Não poderia terminar esse texto sem fazer alusão à trilha sonora do filme. Valorizada ainda mais pelos silêncios que pontuam toda a história, as três músicas - duas instrumentais e uma cantada - criam uma atmosfera cheia de significados e, ao mesmo tempo, se adequam perfeitamente ao contexto no qual estão inseridas. O trecho musical que se repete várias vezes exprime com exatidão o estado de ânimo de Nana. O fato de receber cortes bruscos na sua execução, que não permite gerar no espectador uma emoção excessiva, parece ser mais uma referência a Brecht. No caso da cena da dança em meio às mesas de bilhar, a trilha permite à personagem um instante de liberdade, no sentido de uma libertação do mundo em que vive ( a tal ponto que isso chega a incomodar Raoul e seu amigo que conversam numa mesa). E a última - que, salvo um tremendo engano, é de Jean Ferrat - demonstra como Nana ainda representa(va) - a despeito de todas as intempéries da vida - um desejo por mais algo mais simples, até inocente. Num mundo que não permite mais a inocência, o melhor destino, talvez, seja mesmo a morte.
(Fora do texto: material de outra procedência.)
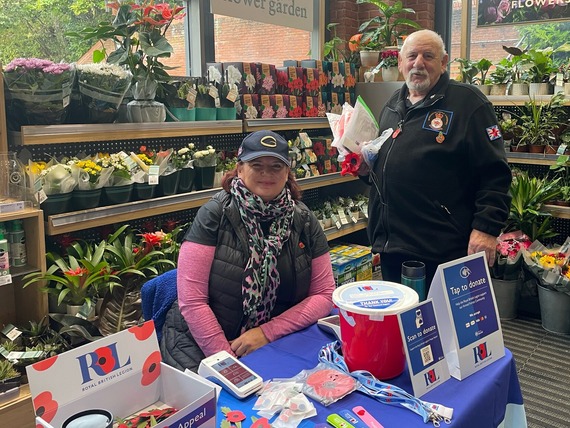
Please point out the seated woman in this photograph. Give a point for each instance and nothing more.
(255, 264)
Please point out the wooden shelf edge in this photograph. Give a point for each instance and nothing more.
(286, 124)
(21, 214)
(63, 134)
(519, 100)
(80, 220)
(531, 159)
(558, 211)
(80, 133)
(333, 233)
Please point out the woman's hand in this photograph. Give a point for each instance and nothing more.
(249, 342)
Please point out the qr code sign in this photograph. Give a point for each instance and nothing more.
(427, 355)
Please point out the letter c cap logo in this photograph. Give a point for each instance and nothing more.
(269, 141)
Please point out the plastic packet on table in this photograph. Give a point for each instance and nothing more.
(360, 126)
(326, 384)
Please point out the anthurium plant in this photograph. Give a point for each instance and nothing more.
(138, 30)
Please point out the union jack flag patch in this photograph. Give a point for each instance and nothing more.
(493, 132)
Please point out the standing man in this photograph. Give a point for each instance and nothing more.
(440, 183)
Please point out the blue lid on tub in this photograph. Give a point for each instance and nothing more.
(375, 297)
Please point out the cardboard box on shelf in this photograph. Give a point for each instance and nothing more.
(123, 374)
(351, 262)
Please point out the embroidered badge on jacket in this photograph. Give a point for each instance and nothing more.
(438, 121)
(493, 132)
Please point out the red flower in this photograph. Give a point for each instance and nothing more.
(45, 406)
(151, 368)
(351, 164)
(105, 359)
(235, 416)
(144, 331)
(40, 366)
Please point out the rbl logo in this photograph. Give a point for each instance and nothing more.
(480, 352)
(100, 362)
(430, 377)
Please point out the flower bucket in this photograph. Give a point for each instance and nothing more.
(554, 310)
(168, 184)
(507, 295)
(390, 74)
(369, 326)
(204, 177)
(56, 204)
(85, 199)
(118, 194)
(206, 113)
(102, 106)
(180, 114)
(226, 113)
(143, 191)
(186, 182)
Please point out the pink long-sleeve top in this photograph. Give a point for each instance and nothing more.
(194, 263)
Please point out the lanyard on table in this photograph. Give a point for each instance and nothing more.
(384, 392)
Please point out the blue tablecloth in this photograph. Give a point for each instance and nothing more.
(489, 398)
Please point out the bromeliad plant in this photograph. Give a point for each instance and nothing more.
(77, 277)
(134, 259)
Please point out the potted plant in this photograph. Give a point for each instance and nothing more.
(500, 77)
(180, 100)
(384, 29)
(540, 71)
(134, 258)
(389, 65)
(78, 277)
(9, 377)
(205, 162)
(539, 121)
(507, 272)
(529, 195)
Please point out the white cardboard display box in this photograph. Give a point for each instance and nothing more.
(122, 373)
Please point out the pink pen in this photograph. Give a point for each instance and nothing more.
(366, 417)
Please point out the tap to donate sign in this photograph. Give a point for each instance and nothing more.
(287, 13)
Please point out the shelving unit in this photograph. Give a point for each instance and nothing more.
(18, 304)
(80, 220)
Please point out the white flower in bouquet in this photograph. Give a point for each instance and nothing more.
(107, 77)
(57, 179)
(233, 75)
(205, 157)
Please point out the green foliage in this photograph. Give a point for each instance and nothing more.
(78, 276)
(7, 370)
(385, 28)
(36, 28)
(529, 194)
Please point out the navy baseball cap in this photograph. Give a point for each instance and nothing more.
(264, 143)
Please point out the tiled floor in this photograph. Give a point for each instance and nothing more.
(543, 365)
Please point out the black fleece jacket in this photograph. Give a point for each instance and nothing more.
(441, 174)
*Para melhor conhecer "Viver a Vida" e a obra de Jean-Luc Godard na internet:
http://www.contracampo.com.br/77/dvdvhsviveravida.htm
http://www1.folha.uol.com.br/folha/pensata/ult682u94.shtml
http://www.facom.ufba.br/com112_2001_2/nouvellevague/textos.html
http://www.coisadecinema.com.br/matArtigos.asp?mat=1510
http://www.panorama-cinema.com/html/critiques/vivresavie.htm
http://www.utp.br/proppe/X%20seminario_pesquisa/Artigos%20completos/FCSA/P%D3S%20MODERNISMO%20NO%20PRIMEIRO%20GODAR....doc
http://www1.folha.uol.com.br/folha/pensata/ult682u94.shtml
http://www.facom.ufba.br/com112_2001_2/nouvellevague/textos.html
http://www.coisadecinema.com.br/matArtigos.asp?mat=1510
http://www.panorama-cinema.com/html/critiques/vivresavie.htm
http://www.utp.br/proppe/X%20seminario_pesquisa/Artigos%20completos/FCSA/P%D3S%20MODERNISMO%20NO%20PRIMEIRO%20GODAR....doc
Um comentário:
Bom texto, especialmente nas partes em que analisa Nana.
"Viver a vida", na primeira vez que eu vi, não me entusiasmou tanto (claro que gostei, mas não como "Acossado" ou "O desprezo"), mas hoje eu considero um filme tão grande como esses e outros dele (vale citar que eu ainda não tive a oportunidade de assistir "Viver a vida" nos cinemas, ao contrário dos outros). Pensando bem (e vendo que Reed também parece ter esse impressão), talvez "Viver a vida" seja daqueles filmes que crescem verdadeiramente a cada nova assistida, além de ser, indiscutivelmente, um filme "sensivelmente" (e concretamente) diminuído e prejudicado na tela de Televisão.